Since then, imitators have popped up to offer similar products for the heavy-duty Dodge Ram, but none of them has the hard-earned pedigree of KORE. Last year, under Kent's guidance, KORE distributors raced three Cummins-diesel-powered Dodge Rams in the Baja 1000. Although only one finished on the podium, everyone on the KORE team gained valuable racing experience. This in turn enables them to better help KORE's customers with their own suspension systems. After all, it's not often a guy in Tennessee, New York, Los Angeles, or Canada can call his local dealer for advice and talk to someone who has actually competed on that equipment in the world's longest and most grueling nonstop off-road race.
I have known Kent since 1993 when we started Marine Corps Officer Candidate School together. While still on active duty, we spent many hours on motorcycles together, navigating the myriad trails on the Baja peninsula. I participated in a lot of motorcycle race efforts that took Kroeker to the podium many times. But it wasn't until a couple of years ago that I started driving trucks off-road. When he showed me the performance that his suspension was capable of, I was hooked. I soon had my own KORE Ram with an Unlimited Series kit and was loving every minute of it. Soon thereafter, he asked me to codrive for him in the 2006 Baja 500, and later that year I drove a section of the Baja 1000 for his Canadian distributor. Needless to say, I was very excited when Kent asked me to help him build and race a new KORE truck.
Little did I understand the monumental task that was at hand.
After last year's Baja 1000, Kent decided it was time for KORE to take the next step.
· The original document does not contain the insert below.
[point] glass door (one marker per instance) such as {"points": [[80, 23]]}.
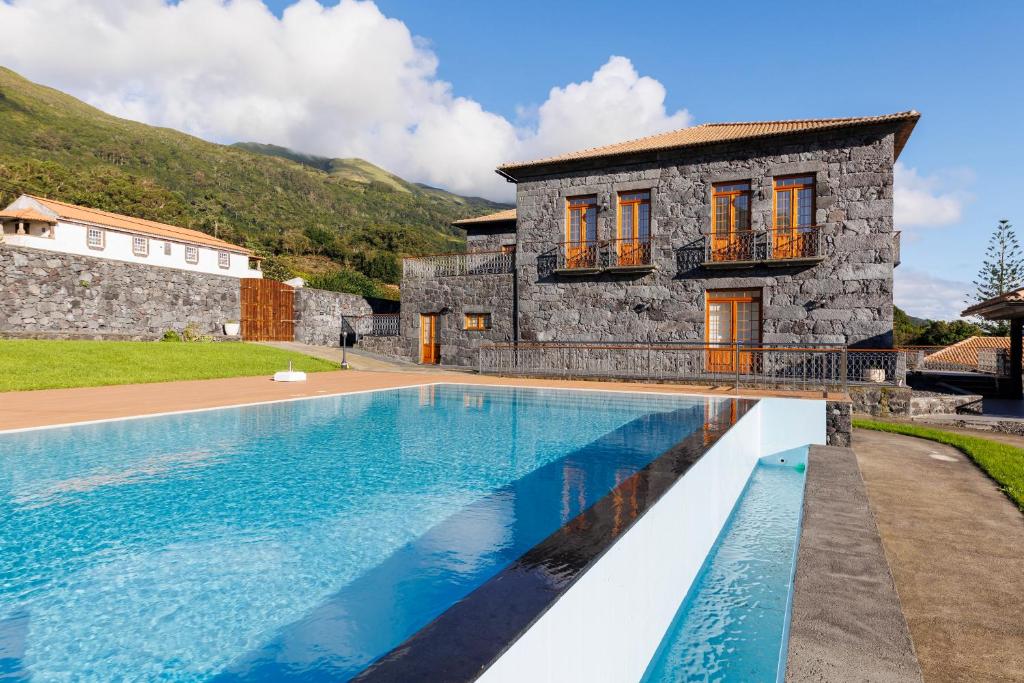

Previously, Team KORE had been doing what Kent calls "adventure racing." For KORE, those days were now over. Bolting hardcore suspension systems to a heavy-duty hay-hauler so that it could withstand the punishment of Baja was satisfying and a good way to both prove and promote products for the consumer, but now it was time to not only finish... but to win.
Although the heavy-duty Ram is a great design, the Cummins Turbodiesel is one heavy motor. Kroeker decided that the next step would be to build a race truck out of the Hemi version of the Ram 2500. The Hemi will never replace the Cummins for someone who wants to tow heavy loads, but the weight savings of the Mopar V8 make it an attractive option for serious off-roading. Further weight would be saved by using a standard cab instead of a Quad Cab and keeping the cage design as simple as possible. With this design, we envisioned a weight savings of close to 2,000 pounds.
Finding a late-model standard cab HD wasn't as easy as first thought, but eventually KORE located one in Georgia. Kent drew up a strong but minimalist design for the rollcage then put the truck in the expert hands of Worthington Off Road, KORE's Los Angeles County distributor. Worthington Off Road uses CNC tube benders and the latest equipment so that after this cage was made, duplicate versions could follow without any painstaking R&D. Just put the tube in the machine and it comes out perfect - every time.
With any luck, we'd get the truck back in about three months or so. This would give us just enough time to complete the build before the Baja 500. In my mind, this was finally going to be the first year we'd go down to Baja completely prepared and not endure a lot of last-minute flailing.
Anybody who has ever actually raced in Baja is laughing right now.